— И вареньица твоего, Стеша, пожалуйста…
— Ладно, ладно… Уж лежите, — шептала Стеша. И обе они смеялись, когда Фимочка с ужимками и гримасками, кладя палец на губы и поглядывая в потолок, где гудел рояль, с наслаждением потягивала горячую влагу.
Стеша недолюбливала молодую хозяйку и была рада ее обмануть, недовольная гнетом железной руки.
— Кабы Федосеюшка только не подглядела! Ох, уж и лиса же эта девка!.. Видит, что «сама» обмирает над невесткой… И Боже мой! Так хвостом и виляет перед молодой! Так и стелется!.. И помяните мое слово, Серафима Антоновна, она уж свое возьмет! В душу вползет змеей… И обойдет молодую, как старую обошла…
А Фимочка блаженствовала, «полоща себе кишочки», и думала, слушая гул наверху: «В этакую-то жарищу да по роялю кулаками стучать!.. Два часа „запузыривает“… Что значит немка-то! Не наша кровь!..»
Раз как-то Фимочка разомлела после чаю, да и заснула на кушетке. Катерине Федоровне понадобилось спросить что-то насчет детей, и она без четверти три, окончив играть перед чаем, вошла в будуар Фимочки. Чашка на маленьком столике и блюдце с вареньем, по которому бродила стая мух, кинулись ей прежде всего в глаза. Фимочка проснулась, в испуге села на кушетке и вспыхнула.
— Хороша, нечего сказать!.. Потихоньку пьет…
— Катенька… Ей-Богу, в первый раз!
— Глупая баба! Чего ты передо мной извиняешься? Разве здесь не хозяйка?.. И откуда этот чай?
— Мне Стеша принесла своего…
— Фи! У прислуги побирается… Коли хотела, почему за ключами не прислала?
— Катенька, я знала, что ты будешь сердиться…
— Да мне-то что? Коли хочешь от ожирения погибнуть, сделай одолжение!.. Я пальцем не шевельну. Я полагала, ты сама свою пользу понимаешь… И, кажется, сговорились мы с тобой о порядке, и ты согласилась его не нарушать…
— Катенька… Ну, прости!..
— Подумаешь, я угольев жалею и чаю, а не ее здоровья…

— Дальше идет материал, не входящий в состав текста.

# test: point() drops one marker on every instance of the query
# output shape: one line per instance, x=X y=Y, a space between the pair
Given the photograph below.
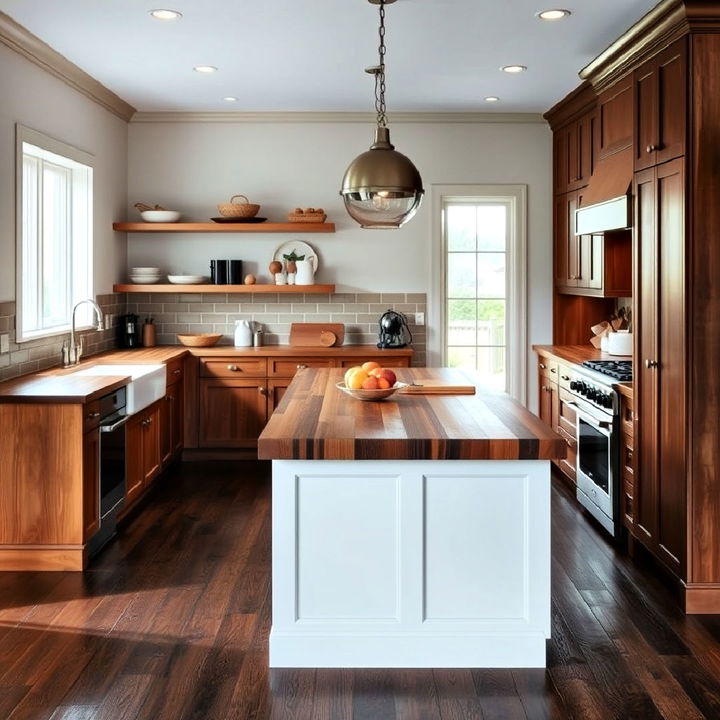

— Ну, не сердись, Катенька! Ей-Богу, больше не буду никогда! — И Фимочка кинулась обнимать Катерину Федоровну.
Та с виду как будто и забыла об этой сценке, но иногда нет-нет, да и «съязвит» неожиданно: «А вкусен ли Стешин чай?..» На самом деле она никогда не простила Фимочке обмана, особенно в стычке с прислугой. С этого момента она стала презирать ее. И в тоне ее, когда-то дружелюбно-насмешливом, появились новые нотки. Утрата этой иллюзии еще теснее связала ее с Лизой. «Вот уж эта не обманет, не продаст за конфетку! Адамант![203] И до чего же взыскана я судьбой, что нашла такого друга!.. Первого друга за всю мою жизнь!..»
Как властолюбивая натура, она ценила Лизу еще за то, что та проникновенно как-то подчинялась всем ее вкусам и требованиям, как будто у нее не было ничего своего.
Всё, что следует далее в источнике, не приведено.